Location
- 735 Avenue C Bayonne, New Jersey Bayonne, New Jersey 07002 USA

Information
- Established: 1990
- Rosh Yeshiva: Rabbi Yakov Rokach
- Affiliation: Orthodox
- Bachurim: 60

= Yeshiva Gedolah of Bayonne =

Yeshiva Gedolah of Bayonne is an Orthodox Jewish yeshiva in Bayonne, New Jersey. Established in 1990, it includes high school, beis medrash, and kollel programs. The school caters to serious students, who dorm on-site.

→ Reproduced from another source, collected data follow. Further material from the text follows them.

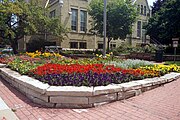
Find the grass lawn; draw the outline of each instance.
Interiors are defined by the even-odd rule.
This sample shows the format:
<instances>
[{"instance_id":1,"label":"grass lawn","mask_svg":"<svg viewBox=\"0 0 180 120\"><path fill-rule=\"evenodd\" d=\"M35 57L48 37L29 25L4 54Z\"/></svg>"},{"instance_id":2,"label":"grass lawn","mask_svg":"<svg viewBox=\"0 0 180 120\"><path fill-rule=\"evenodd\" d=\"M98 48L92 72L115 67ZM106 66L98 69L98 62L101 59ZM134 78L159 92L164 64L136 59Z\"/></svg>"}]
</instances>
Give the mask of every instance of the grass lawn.
<instances>
[{"instance_id":1,"label":"grass lawn","mask_svg":"<svg viewBox=\"0 0 180 120\"><path fill-rule=\"evenodd\" d=\"M176 64L176 65L180 66L180 61L175 61L175 62L174 61L166 61L165 64L166 65Z\"/></svg>"}]
</instances>

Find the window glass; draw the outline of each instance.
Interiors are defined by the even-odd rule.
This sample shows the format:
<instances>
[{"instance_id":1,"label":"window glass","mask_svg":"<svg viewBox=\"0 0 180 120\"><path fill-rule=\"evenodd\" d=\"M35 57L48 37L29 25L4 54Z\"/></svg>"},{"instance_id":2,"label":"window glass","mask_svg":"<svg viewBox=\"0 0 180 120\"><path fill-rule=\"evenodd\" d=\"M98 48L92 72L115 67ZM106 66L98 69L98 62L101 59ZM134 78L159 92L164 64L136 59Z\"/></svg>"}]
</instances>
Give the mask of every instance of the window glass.
<instances>
[{"instance_id":1,"label":"window glass","mask_svg":"<svg viewBox=\"0 0 180 120\"><path fill-rule=\"evenodd\" d=\"M103 44L102 43L98 43L98 49L103 49Z\"/></svg>"},{"instance_id":2,"label":"window glass","mask_svg":"<svg viewBox=\"0 0 180 120\"><path fill-rule=\"evenodd\" d=\"M87 12L86 11L83 11L81 10L80 11L80 14L81 14L81 23L80 23L80 30L81 31L86 31L86 26L87 26Z\"/></svg>"},{"instance_id":3,"label":"window glass","mask_svg":"<svg viewBox=\"0 0 180 120\"><path fill-rule=\"evenodd\" d=\"M70 48L78 49L78 42L70 42Z\"/></svg>"},{"instance_id":4,"label":"window glass","mask_svg":"<svg viewBox=\"0 0 180 120\"><path fill-rule=\"evenodd\" d=\"M146 6L144 6L144 15L146 16Z\"/></svg>"},{"instance_id":5,"label":"window glass","mask_svg":"<svg viewBox=\"0 0 180 120\"><path fill-rule=\"evenodd\" d=\"M54 18L56 16L56 10L50 12L49 17Z\"/></svg>"},{"instance_id":6,"label":"window glass","mask_svg":"<svg viewBox=\"0 0 180 120\"><path fill-rule=\"evenodd\" d=\"M79 43L79 48L80 48L80 49L86 49L86 48L87 48L86 42L80 42L80 43Z\"/></svg>"},{"instance_id":7,"label":"window glass","mask_svg":"<svg viewBox=\"0 0 180 120\"><path fill-rule=\"evenodd\" d=\"M77 9L71 9L71 12L71 30L77 31L78 11Z\"/></svg>"},{"instance_id":8,"label":"window glass","mask_svg":"<svg viewBox=\"0 0 180 120\"><path fill-rule=\"evenodd\" d=\"M141 5L141 15L143 14L143 5Z\"/></svg>"},{"instance_id":9,"label":"window glass","mask_svg":"<svg viewBox=\"0 0 180 120\"><path fill-rule=\"evenodd\" d=\"M137 37L141 37L141 21L137 22Z\"/></svg>"}]
</instances>

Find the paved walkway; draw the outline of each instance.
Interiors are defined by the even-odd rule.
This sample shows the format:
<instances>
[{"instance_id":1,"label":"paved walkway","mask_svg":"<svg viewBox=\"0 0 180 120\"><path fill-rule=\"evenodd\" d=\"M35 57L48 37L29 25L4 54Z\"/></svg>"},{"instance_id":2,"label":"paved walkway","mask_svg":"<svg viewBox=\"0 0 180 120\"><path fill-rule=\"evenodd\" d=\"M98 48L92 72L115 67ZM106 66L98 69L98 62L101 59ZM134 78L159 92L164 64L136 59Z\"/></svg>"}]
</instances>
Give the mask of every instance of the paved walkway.
<instances>
[{"instance_id":1,"label":"paved walkway","mask_svg":"<svg viewBox=\"0 0 180 120\"><path fill-rule=\"evenodd\" d=\"M180 79L128 100L89 109L45 108L1 79L0 97L20 120L180 120Z\"/></svg>"}]
</instances>

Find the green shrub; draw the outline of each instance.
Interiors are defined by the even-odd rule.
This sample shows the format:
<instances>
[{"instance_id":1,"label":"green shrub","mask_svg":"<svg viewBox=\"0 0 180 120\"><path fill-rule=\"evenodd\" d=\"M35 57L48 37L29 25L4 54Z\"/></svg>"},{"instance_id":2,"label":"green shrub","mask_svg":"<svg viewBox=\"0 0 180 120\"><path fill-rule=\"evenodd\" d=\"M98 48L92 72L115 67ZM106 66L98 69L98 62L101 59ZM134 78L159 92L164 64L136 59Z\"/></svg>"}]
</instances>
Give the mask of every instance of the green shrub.
<instances>
[{"instance_id":1,"label":"green shrub","mask_svg":"<svg viewBox=\"0 0 180 120\"><path fill-rule=\"evenodd\" d=\"M139 68L139 67L144 67L148 65L153 65L152 62L145 61L145 60L133 60L133 59L127 59L124 61L110 61L109 63L106 64L112 64L115 65L116 67L124 68L124 69L129 69L129 68Z\"/></svg>"},{"instance_id":2,"label":"green shrub","mask_svg":"<svg viewBox=\"0 0 180 120\"><path fill-rule=\"evenodd\" d=\"M155 53L156 46L153 44L141 44L139 46L130 46L129 44L121 44L116 49L112 50L114 55L127 54L127 53Z\"/></svg>"}]
</instances>

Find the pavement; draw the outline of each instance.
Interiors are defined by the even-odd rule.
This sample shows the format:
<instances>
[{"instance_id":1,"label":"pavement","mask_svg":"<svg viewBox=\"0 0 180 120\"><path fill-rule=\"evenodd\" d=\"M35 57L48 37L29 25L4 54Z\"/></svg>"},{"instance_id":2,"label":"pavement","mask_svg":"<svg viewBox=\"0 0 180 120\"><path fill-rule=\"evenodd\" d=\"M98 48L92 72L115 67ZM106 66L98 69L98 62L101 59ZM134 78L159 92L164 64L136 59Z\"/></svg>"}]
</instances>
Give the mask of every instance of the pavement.
<instances>
[{"instance_id":1,"label":"pavement","mask_svg":"<svg viewBox=\"0 0 180 120\"><path fill-rule=\"evenodd\" d=\"M15 113L6 105L6 103L0 98L0 119L1 120L19 120Z\"/></svg>"},{"instance_id":2,"label":"pavement","mask_svg":"<svg viewBox=\"0 0 180 120\"><path fill-rule=\"evenodd\" d=\"M180 120L180 79L127 100L88 109L34 104L2 79L0 97L6 103L0 99L0 120Z\"/></svg>"}]
</instances>

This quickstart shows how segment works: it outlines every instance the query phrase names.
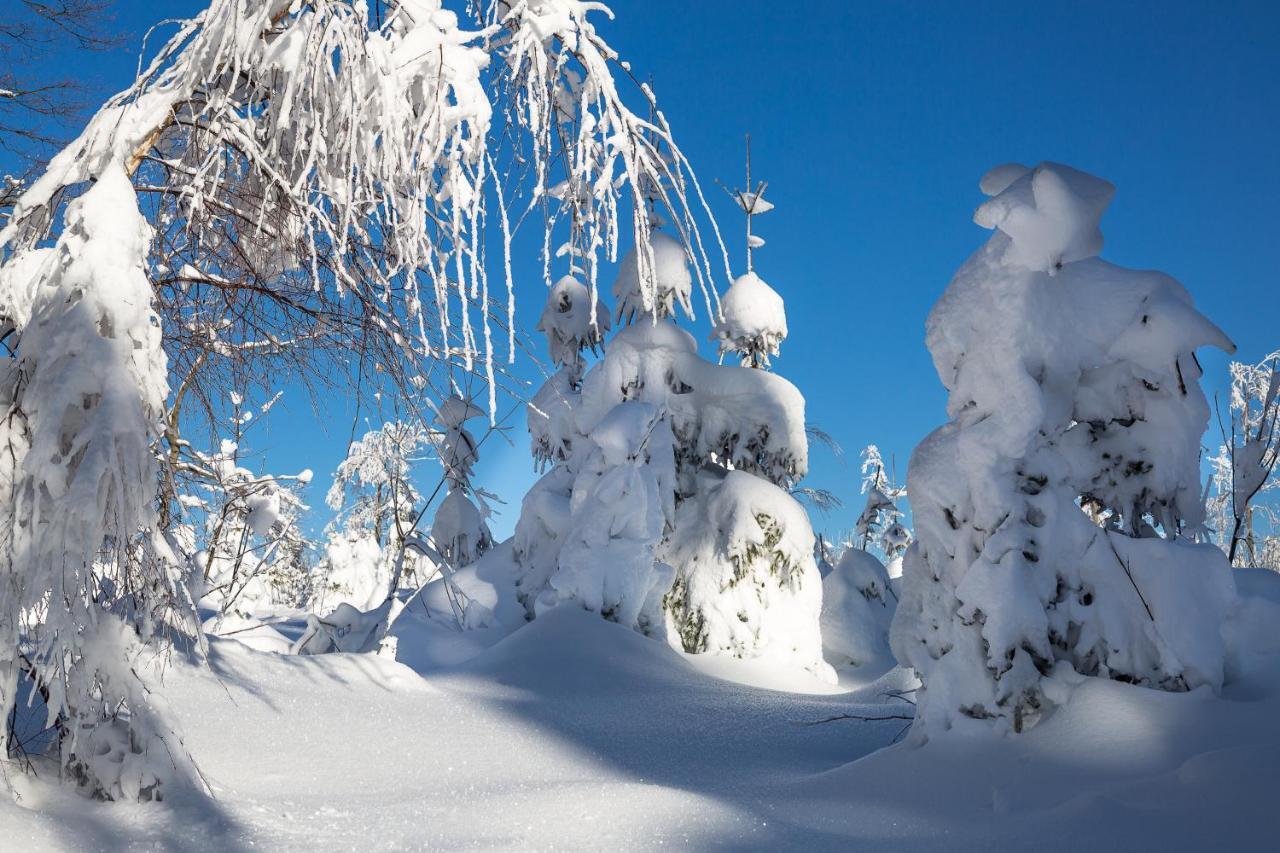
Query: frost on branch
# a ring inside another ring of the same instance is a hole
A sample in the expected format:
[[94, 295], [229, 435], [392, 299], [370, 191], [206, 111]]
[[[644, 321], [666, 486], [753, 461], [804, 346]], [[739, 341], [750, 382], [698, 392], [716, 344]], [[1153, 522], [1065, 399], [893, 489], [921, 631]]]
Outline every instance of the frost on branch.
[[1195, 350], [1231, 342], [1173, 279], [1096, 257], [1105, 181], [1045, 163], [983, 188], [976, 218], [998, 230], [927, 325], [950, 422], [908, 474], [918, 539], [891, 639], [924, 685], [917, 740], [1024, 730], [1071, 670], [1217, 688], [1234, 599], [1221, 552], [1190, 536]]
[[1280, 352], [1231, 362], [1231, 399], [1209, 499], [1217, 542], [1236, 566], [1280, 571]]
[[195, 629], [154, 531], [150, 444], [168, 388], [151, 234], [118, 166], [65, 216], [57, 245], [37, 250], [38, 285], [21, 288], [19, 353], [3, 367], [0, 718], [19, 678], [36, 679], [65, 772], [98, 796], [151, 798], [186, 762], [134, 666], [142, 643]]

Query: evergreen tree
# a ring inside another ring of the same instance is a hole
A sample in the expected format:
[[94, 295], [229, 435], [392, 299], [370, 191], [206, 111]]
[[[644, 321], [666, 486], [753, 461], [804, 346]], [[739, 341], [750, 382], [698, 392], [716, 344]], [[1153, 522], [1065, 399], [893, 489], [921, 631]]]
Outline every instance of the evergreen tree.
[[982, 189], [995, 234], [927, 326], [951, 421], [908, 472], [918, 539], [892, 643], [923, 684], [917, 739], [1025, 730], [1063, 695], [1060, 667], [1217, 688], [1234, 597], [1222, 553], [1191, 539], [1195, 350], [1231, 342], [1173, 279], [1097, 257], [1111, 184], [1043, 163]]

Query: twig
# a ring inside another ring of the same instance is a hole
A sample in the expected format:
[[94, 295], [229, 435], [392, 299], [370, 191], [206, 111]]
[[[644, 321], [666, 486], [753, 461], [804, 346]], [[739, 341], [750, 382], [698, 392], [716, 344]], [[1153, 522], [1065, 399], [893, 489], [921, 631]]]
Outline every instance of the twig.
[[914, 722], [915, 715], [914, 714], [878, 714], [878, 715], [837, 714], [834, 717], [827, 717], [824, 720], [808, 720], [805, 722], [801, 722], [799, 723], [799, 725], [820, 726], [823, 723], [834, 723], [837, 720], [861, 720], [862, 722], [865, 722], [865, 723], [878, 723], [884, 720], [907, 720], [908, 722]]

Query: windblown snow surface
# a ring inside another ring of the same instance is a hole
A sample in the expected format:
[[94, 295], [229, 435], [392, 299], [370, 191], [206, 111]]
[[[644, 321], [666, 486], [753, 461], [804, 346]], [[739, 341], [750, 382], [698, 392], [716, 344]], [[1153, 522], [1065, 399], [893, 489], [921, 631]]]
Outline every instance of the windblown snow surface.
[[919, 748], [891, 745], [898, 719], [814, 724], [909, 713], [886, 695], [910, 686], [901, 670], [830, 687], [568, 607], [488, 648], [424, 628], [412, 639], [441, 649], [401, 648], [417, 671], [213, 640], [207, 668], [164, 679], [213, 799], [97, 803], [11, 774], [0, 849], [1259, 849], [1280, 575], [1237, 580], [1221, 697], [1089, 679], [1025, 735]]

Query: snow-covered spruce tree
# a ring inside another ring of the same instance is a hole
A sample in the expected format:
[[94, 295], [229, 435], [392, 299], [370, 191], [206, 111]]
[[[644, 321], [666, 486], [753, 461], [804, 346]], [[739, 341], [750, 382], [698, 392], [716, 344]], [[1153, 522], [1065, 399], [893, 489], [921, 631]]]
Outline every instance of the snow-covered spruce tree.
[[892, 645], [923, 685], [917, 742], [1023, 731], [1081, 676], [1217, 688], [1234, 598], [1222, 553], [1185, 535], [1209, 417], [1194, 353], [1231, 342], [1173, 279], [1097, 257], [1111, 184], [1043, 163], [981, 186], [996, 233], [927, 326], [951, 421], [908, 473]]
[[472, 468], [479, 454], [475, 436], [464, 426], [483, 414], [457, 394], [450, 395], [436, 411], [435, 422], [441, 432], [433, 436], [433, 442], [444, 468], [448, 493], [431, 522], [431, 541], [440, 556], [455, 569], [474, 563], [493, 547], [493, 534], [485, 523], [485, 513], [471, 498]]
[[1233, 361], [1228, 423], [1209, 499], [1216, 539], [1236, 566], [1280, 571], [1280, 352], [1258, 364]]
[[861, 457], [866, 500], [853, 540], [822, 581], [823, 645], [833, 661], [854, 665], [889, 657], [889, 626], [898, 600], [893, 579], [901, 572], [896, 558], [911, 539], [896, 503], [907, 490], [893, 483], [876, 445], [867, 445]]
[[886, 560], [892, 560], [911, 543], [911, 534], [902, 526], [902, 511], [897, 504], [907, 490], [895, 485], [890, 478], [879, 447], [868, 444], [861, 456], [862, 493], [866, 500], [854, 522], [854, 536], [861, 550], [866, 551], [874, 544]]
[[782, 297], [755, 271], [755, 250], [764, 238], [755, 233], [754, 220], [773, 210], [765, 199], [769, 185], [761, 181], [751, 186], [751, 137], [747, 137], [747, 183], [745, 190], [729, 195], [742, 209], [747, 221], [747, 271], [734, 280], [720, 300], [719, 320], [711, 339], [719, 341], [720, 356], [733, 354], [747, 367], [768, 367], [769, 357], [778, 354], [787, 337], [787, 312]]
[[[829, 677], [813, 532], [787, 493], [807, 465], [804, 399], [763, 370], [701, 358], [673, 321], [691, 312], [685, 250], [662, 234], [649, 246], [653, 286], [634, 255], [614, 283], [626, 327], [580, 388], [553, 377], [558, 408], [541, 402], [552, 398], [544, 389], [531, 409], [535, 449], [557, 464], [516, 528], [521, 598], [530, 615], [572, 600], [689, 652], [771, 657]], [[553, 294], [548, 314], [555, 304]], [[593, 310], [575, 314], [575, 351], [599, 334]], [[759, 336], [734, 338], [769, 349]]]

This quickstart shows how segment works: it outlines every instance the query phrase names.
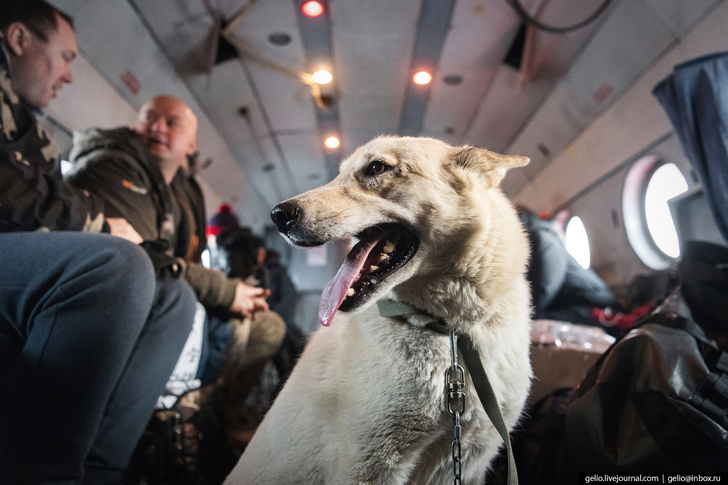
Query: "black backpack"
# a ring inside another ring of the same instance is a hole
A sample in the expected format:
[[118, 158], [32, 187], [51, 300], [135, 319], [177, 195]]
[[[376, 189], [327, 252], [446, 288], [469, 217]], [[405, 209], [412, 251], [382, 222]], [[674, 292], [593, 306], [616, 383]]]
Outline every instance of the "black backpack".
[[[575, 389], [559, 389], [512, 433], [522, 484], [579, 474], [728, 471], [728, 250], [697, 243], [677, 286]], [[502, 482], [502, 459], [486, 483]]]
[[658, 311], [576, 390], [556, 483], [579, 472], [728, 471], [728, 354], [692, 319]]

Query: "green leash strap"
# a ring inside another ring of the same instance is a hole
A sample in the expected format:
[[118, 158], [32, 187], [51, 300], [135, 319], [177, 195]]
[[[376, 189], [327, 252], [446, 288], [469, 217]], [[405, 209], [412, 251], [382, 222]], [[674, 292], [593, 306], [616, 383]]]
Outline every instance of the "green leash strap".
[[[390, 299], [377, 301], [379, 307], [379, 314], [383, 317], [400, 317], [404, 315], [427, 315], [426, 312], [419, 310], [412, 305], [401, 301], [395, 301]], [[427, 315], [430, 316], [430, 315]], [[432, 317], [434, 318], [434, 317]], [[425, 328], [434, 330], [443, 335], [450, 334], [450, 327], [448, 327], [442, 320], [432, 321], [425, 325]], [[465, 365], [470, 372], [470, 377], [473, 380], [475, 391], [478, 393], [480, 402], [483, 404], [485, 413], [490, 418], [490, 421], [498, 430], [498, 433], [503, 438], [503, 442], [506, 445], [506, 452], [508, 453], [508, 485], [518, 485], [518, 472], [516, 471], [516, 461], [513, 458], [513, 450], [511, 448], [511, 440], [508, 435], [508, 428], [506, 427], [503, 416], [498, 406], [498, 399], [495, 397], [493, 387], [490, 385], [488, 375], [483, 369], [483, 364], [480, 360], [480, 355], [473, 345], [473, 341], [470, 337], [464, 333], [457, 334], [458, 349], [463, 356]]]

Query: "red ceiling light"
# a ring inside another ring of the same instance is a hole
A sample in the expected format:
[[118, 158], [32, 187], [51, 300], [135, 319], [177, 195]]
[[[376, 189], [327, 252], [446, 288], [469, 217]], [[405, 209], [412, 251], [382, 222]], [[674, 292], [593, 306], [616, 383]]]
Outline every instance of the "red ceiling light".
[[310, 0], [301, 5], [301, 12], [303, 12], [306, 17], [318, 17], [324, 13], [324, 6], [316, 0]]

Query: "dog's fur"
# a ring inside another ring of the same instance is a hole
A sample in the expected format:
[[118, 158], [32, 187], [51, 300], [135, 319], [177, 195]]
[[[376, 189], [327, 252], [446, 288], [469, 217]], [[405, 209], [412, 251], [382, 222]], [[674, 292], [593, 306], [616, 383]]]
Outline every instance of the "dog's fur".
[[[382, 297], [467, 333], [506, 425], [516, 423], [531, 377], [528, 242], [498, 185], [526, 163], [429, 138], [380, 137], [342, 162], [332, 182], [287, 201], [297, 218], [283, 232], [295, 244], [395, 222], [414, 229], [419, 247], [371, 298], [313, 336], [226, 483], [452, 483], [449, 339], [423, 329], [426, 316], [381, 317], [373, 302]], [[465, 391], [462, 479], [482, 483], [503, 441], [469, 376]]]

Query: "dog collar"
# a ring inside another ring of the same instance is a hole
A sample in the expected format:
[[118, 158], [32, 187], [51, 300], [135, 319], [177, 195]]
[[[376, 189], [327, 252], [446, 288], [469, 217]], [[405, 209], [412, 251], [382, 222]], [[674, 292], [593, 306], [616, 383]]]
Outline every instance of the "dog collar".
[[[396, 301], [389, 298], [385, 298], [377, 301], [377, 307], [379, 308], [379, 315], [383, 317], [403, 317], [407, 315], [424, 315], [432, 319], [430, 323], [425, 325], [425, 328], [434, 330], [443, 335], [448, 335], [451, 331], [451, 327], [441, 318], [434, 317], [424, 310], [420, 310], [408, 303], [402, 301]], [[463, 356], [465, 366], [470, 372], [470, 377], [473, 380], [475, 391], [480, 398], [480, 402], [485, 409], [485, 413], [488, 418], [495, 426], [495, 429], [503, 438], [503, 442], [506, 445], [506, 451], [508, 453], [508, 485], [518, 485], [518, 472], [516, 471], [516, 462], [513, 458], [513, 450], [511, 448], [511, 440], [508, 435], [508, 428], [503, 420], [503, 416], [500, 412], [500, 406], [498, 405], [498, 399], [493, 392], [493, 387], [490, 385], [488, 376], [483, 369], [483, 364], [480, 360], [478, 350], [473, 345], [473, 341], [470, 337], [461, 332], [455, 332], [457, 335], [457, 347]]]

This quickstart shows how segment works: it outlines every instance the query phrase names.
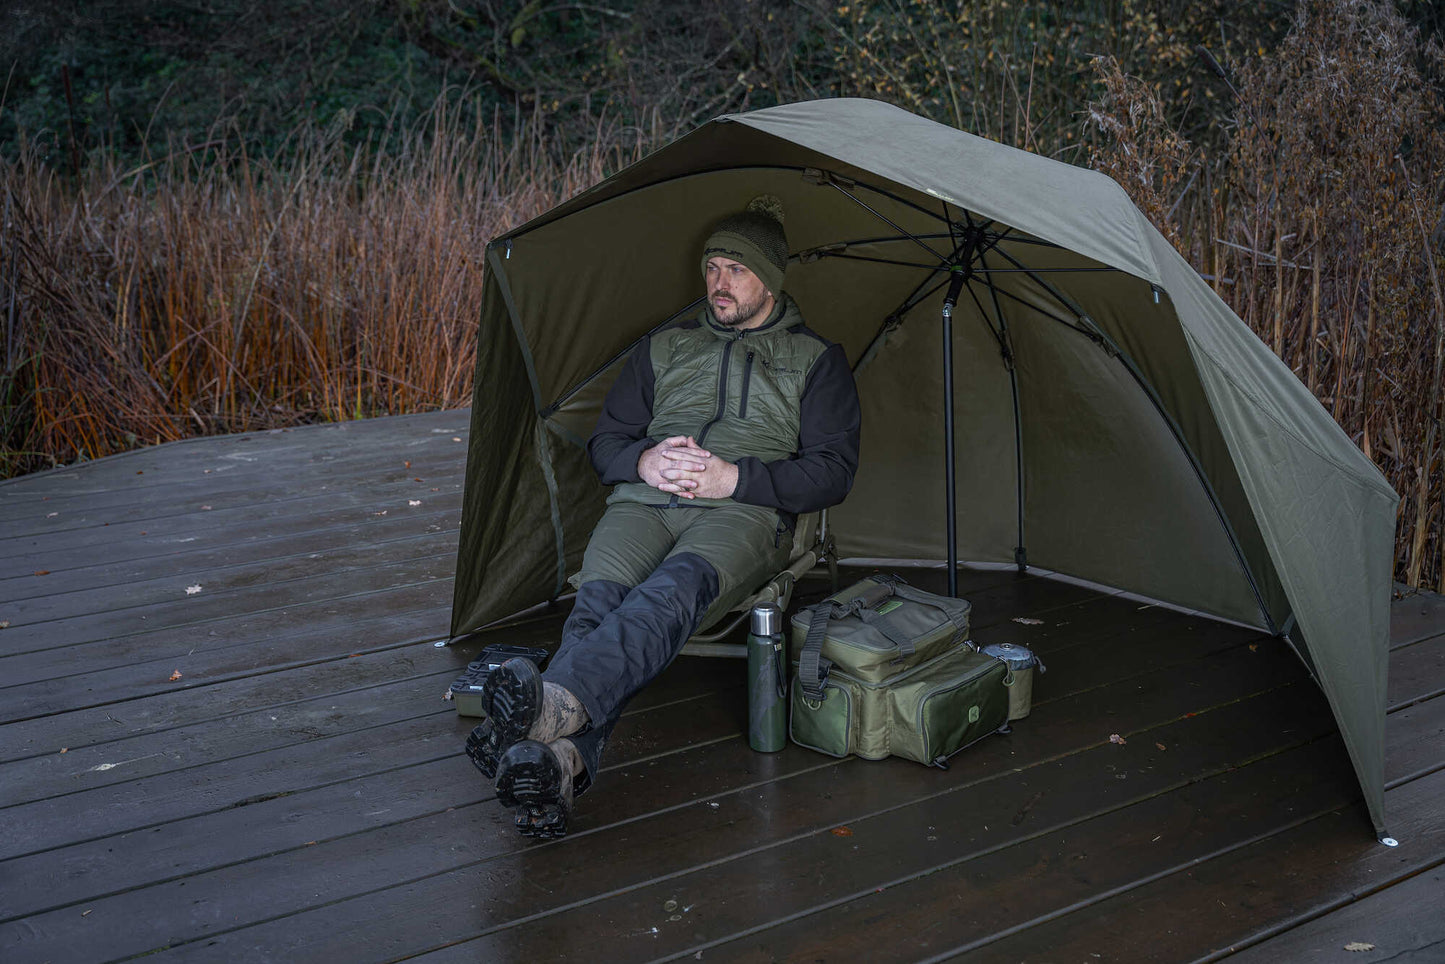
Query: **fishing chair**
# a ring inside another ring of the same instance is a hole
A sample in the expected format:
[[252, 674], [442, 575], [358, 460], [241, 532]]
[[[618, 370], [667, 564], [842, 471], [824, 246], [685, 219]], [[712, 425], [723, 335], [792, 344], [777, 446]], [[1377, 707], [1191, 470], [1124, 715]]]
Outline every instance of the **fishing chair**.
[[[820, 562], [828, 564], [833, 589], [838, 589], [838, 556], [833, 547], [833, 534], [828, 530], [828, 510], [798, 516], [793, 527], [793, 547], [786, 569], [773, 576], [756, 592], [726, 612], [709, 613], [698, 632], [682, 647], [684, 656], [732, 656], [747, 659], [745, 642], [723, 642], [748, 618], [749, 611], [759, 603], [777, 603], [787, 609], [793, 598], [793, 587]], [[713, 628], [719, 627], [719, 628]]]

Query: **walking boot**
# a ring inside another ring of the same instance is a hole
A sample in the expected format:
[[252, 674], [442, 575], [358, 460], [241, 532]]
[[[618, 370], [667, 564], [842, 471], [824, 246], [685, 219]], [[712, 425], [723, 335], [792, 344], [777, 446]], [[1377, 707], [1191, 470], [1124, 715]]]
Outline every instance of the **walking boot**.
[[497, 801], [515, 808], [513, 822], [525, 837], [561, 837], [572, 813], [572, 783], [582, 758], [572, 741], [523, 740], [502, 755]]
[[507, 748], [527, 735], [542, 708], [542, 674], [523, 656], [514, 656], [492, 670], [482, 684], [486, 719], [467, 737], [467, 756], [488, 779], [497, 775], [497, 761]]
[[489, 779], [496, 777], [502, 754], [518, 740], [551, 743], [587, 725], [587, 711], [577, 697], [556, 683], [543, 683], [537, 667], [521, 657], [507, 660], [487, 677], [482, 708], [487, 718], [467, 737], [467, 756]]
[[587, 710], [572, 691], [556, 683], [542, 684], [542, 708], [527, 730], [527, 739], [551, 743], [587, 725]]

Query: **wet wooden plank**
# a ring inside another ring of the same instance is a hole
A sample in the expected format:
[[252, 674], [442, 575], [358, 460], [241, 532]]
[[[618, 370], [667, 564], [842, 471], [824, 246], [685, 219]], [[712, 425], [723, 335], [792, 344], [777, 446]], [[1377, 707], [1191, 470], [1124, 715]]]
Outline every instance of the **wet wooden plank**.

The languages of instruction are English and Yiddish.

==Faculty==
- Rabbi Yakov Rokach, Rosh Yeshiva
- Rabbi Velvel Finkelstein, Nasi HaYeshiva
- Rabbi Mayer Birnbaum, Mashgiach
- Rabbi Yaakov Hamburger, tenth grade second seder Maggid Shiur. Author of several books & seforim, including Shaarei Rachamim, an anthology on the Thirteen Attributes of Mercy
- Rabbi Chananya Hess, Administrator

In March 2013 Rabbi Dovid Magid announced his resignation as rosh yeshiva, effective in 2014, and was succeeded by Rabbi Yaakov Rokach of Toronto.

Rabbi Mayer Birnbaum is noted for his authorship of the Pathway to Prayer series published by Feldheim and ArtScroll.

==Alumni==
Several Talmudic scholars of note have emerged from the yeshiva. Among the most prominent is Yecheskel Sklar, author of Toras Haman Ha'agagi, a complex treatise regarding the acceptability of Amalekite conversion. Sklar is especially noted for breaking convention by engaging in pilpulic methodology, as opposed to the more common Brisker method.